Title: Sweet Thunder
Author: Ivan Doig
Publisher: Riverhead Books, 2013. 305 pages.
Doig has continued the saga of Morrie Morgan begun in The Whistling Season and Work Song, bringing us up to date on the exploits of the ever-inventive and often-in-hot-water Morrie. Married now, he's been living high all over the globe, but is about to come crashing down when an offer they can't refuse bring them back to Butte, Montana and a job with the union-sympathizing and fair-wage-advocating newspaper, the Thunder.
Nothing ever runs in a straight line for Morrie Morgan, and Doig spins his stories with both creative turns of plot and brilliantly constructed wordcraft. Just at first I wasn't sure this would rise to the level of some of Doig's other work in terms of grabbing my interest--maybe because it opened in San Francisco rather than Montana. But within a chapter or so, I was fully caught in the story and the prose, and raced on to the end with that painful mixture of desire to linger and inability to stop reading that marks my reaction to really good books. I think The Whistling Season remains my favorite of Doig's novels, but this is an excellent addition to the collection.

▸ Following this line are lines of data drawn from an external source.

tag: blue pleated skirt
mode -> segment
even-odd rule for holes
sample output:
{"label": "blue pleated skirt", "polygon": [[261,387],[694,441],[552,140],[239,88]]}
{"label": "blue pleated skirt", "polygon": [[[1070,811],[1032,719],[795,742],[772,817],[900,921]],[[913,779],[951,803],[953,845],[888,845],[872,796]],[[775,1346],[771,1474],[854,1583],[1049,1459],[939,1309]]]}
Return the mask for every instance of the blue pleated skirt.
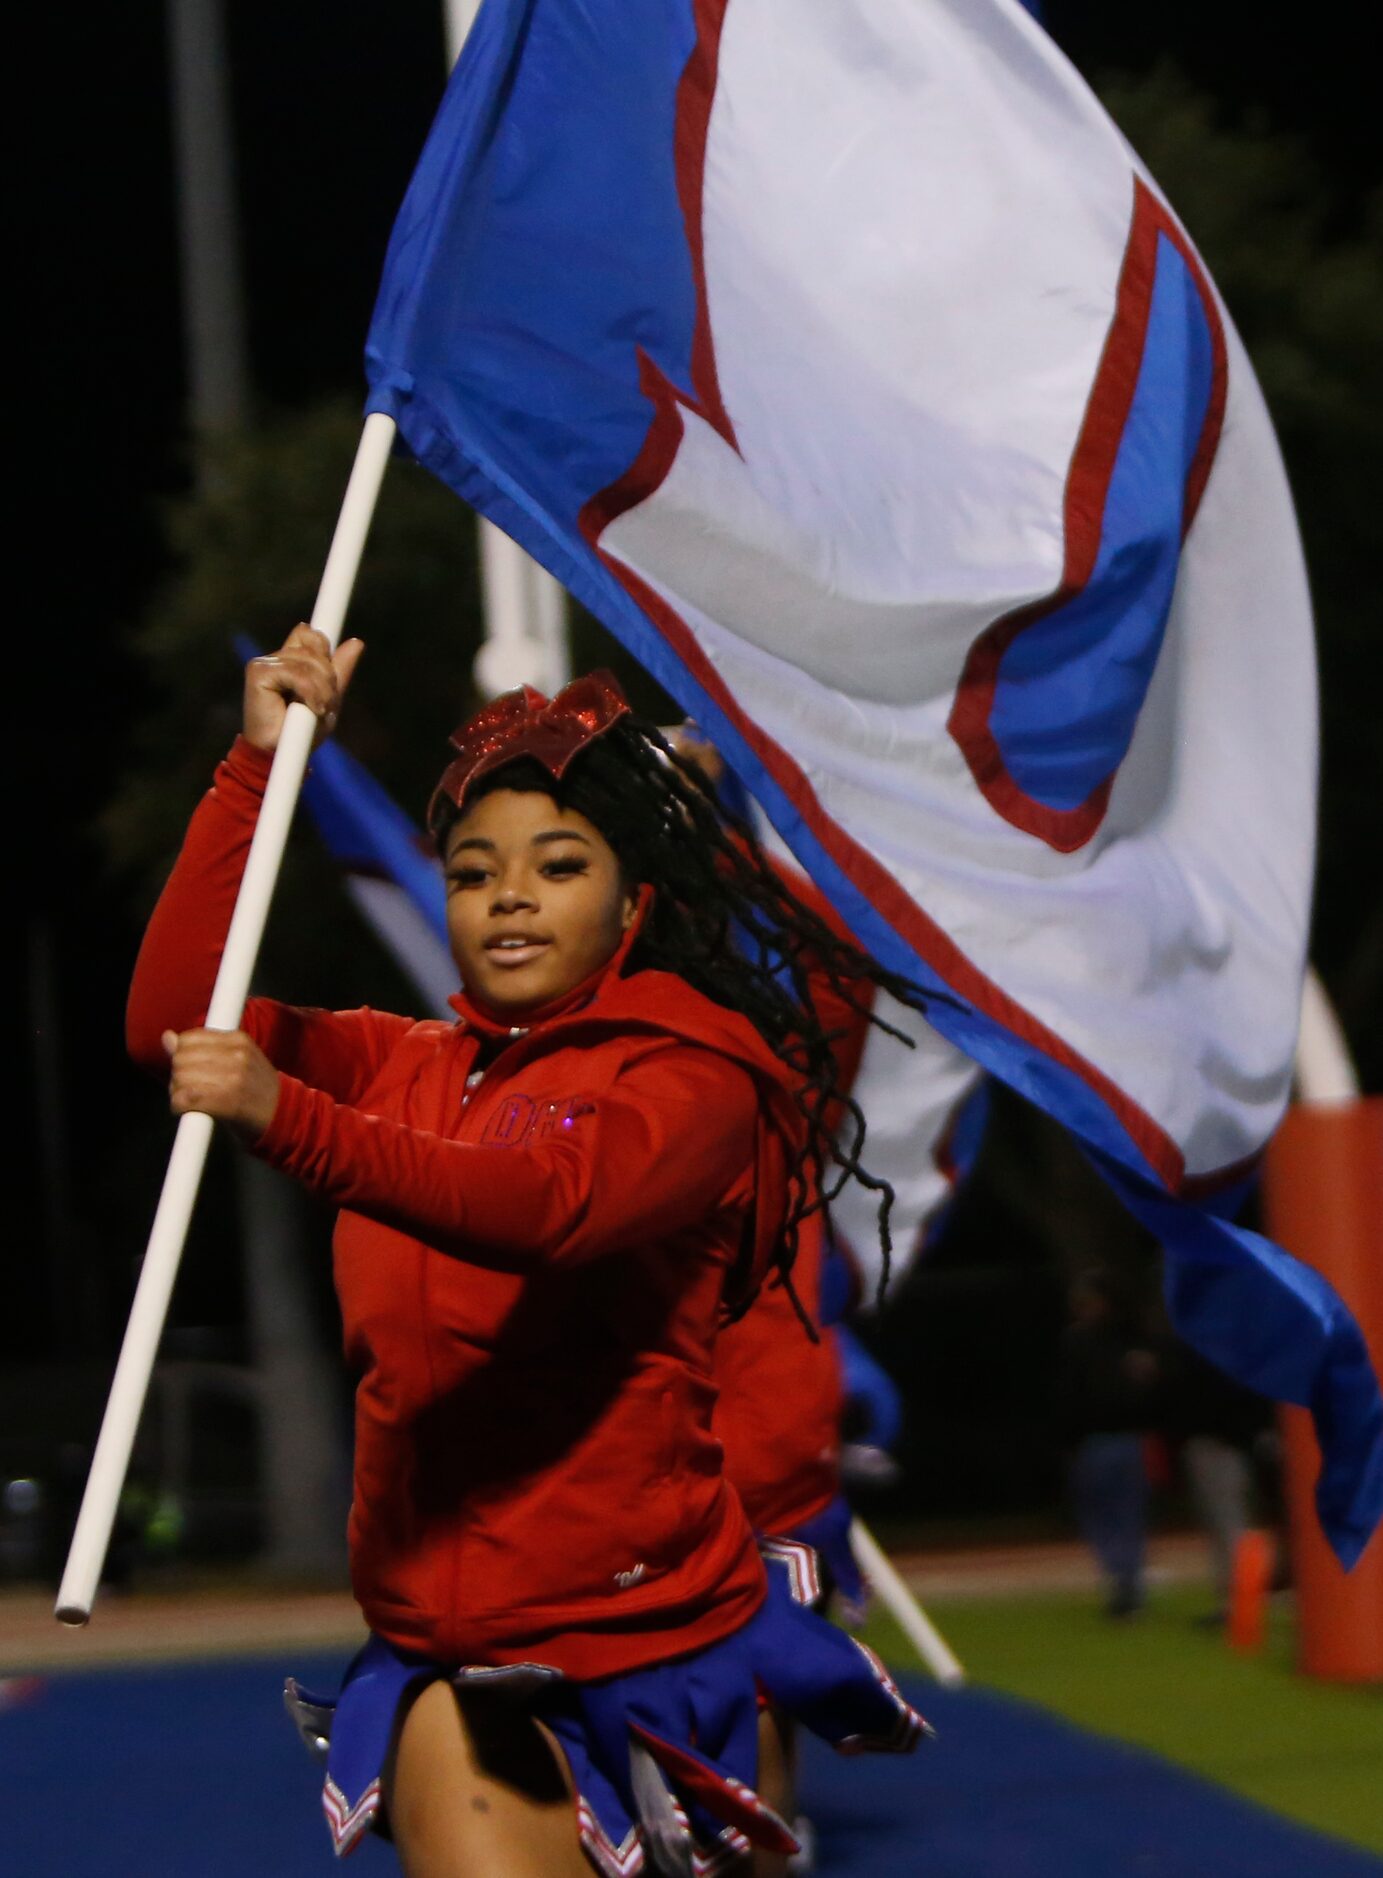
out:
{"label": "blue pleated skirt", "polygon": [[490,1687],[550,1731],[576,1795],[576,1824],[603,1878],[696,1878],[754,1846],[792,1852],[787,1825],[755,1791],[765,1701],[842,1754],[907,1753],[931,1732],[883,1664],[812,1608],[823,1578],[805,1536],[765,1541],[769,1591],[748,1623],[709,1648],[597,1682],[542,1663],[447,1665],[371,1637],[334,1698],[290,1678],[290,1715],[326,1762],[322,1805],[338,1855],[387,1836],[381,1779],[405,1702],[427,1683]]}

Frankly, I'll recommend Ivan Doig to anyone who will stand still long enough to hear me. But this is perhaps of extra interest (along with Work Song) to anyone who has an interest not only in Montana but also in the history of unions in the United States. It's clear where Doig's sympathies lie, but he gets in a few digs at both sides, and some at Prohibition while he's at it.
Full Disclosure: I checked Sweet Thunder out of my library, and received nothing from the writer or publisher in exchange for my honest review. The opinions expressed are my own and those of no one else. I am disclosing this in accordance with the Federal Trade Commission's 16 CFR, Part 255: "Guides Concerning the Use of Endorsements and Testimonials in Advertising."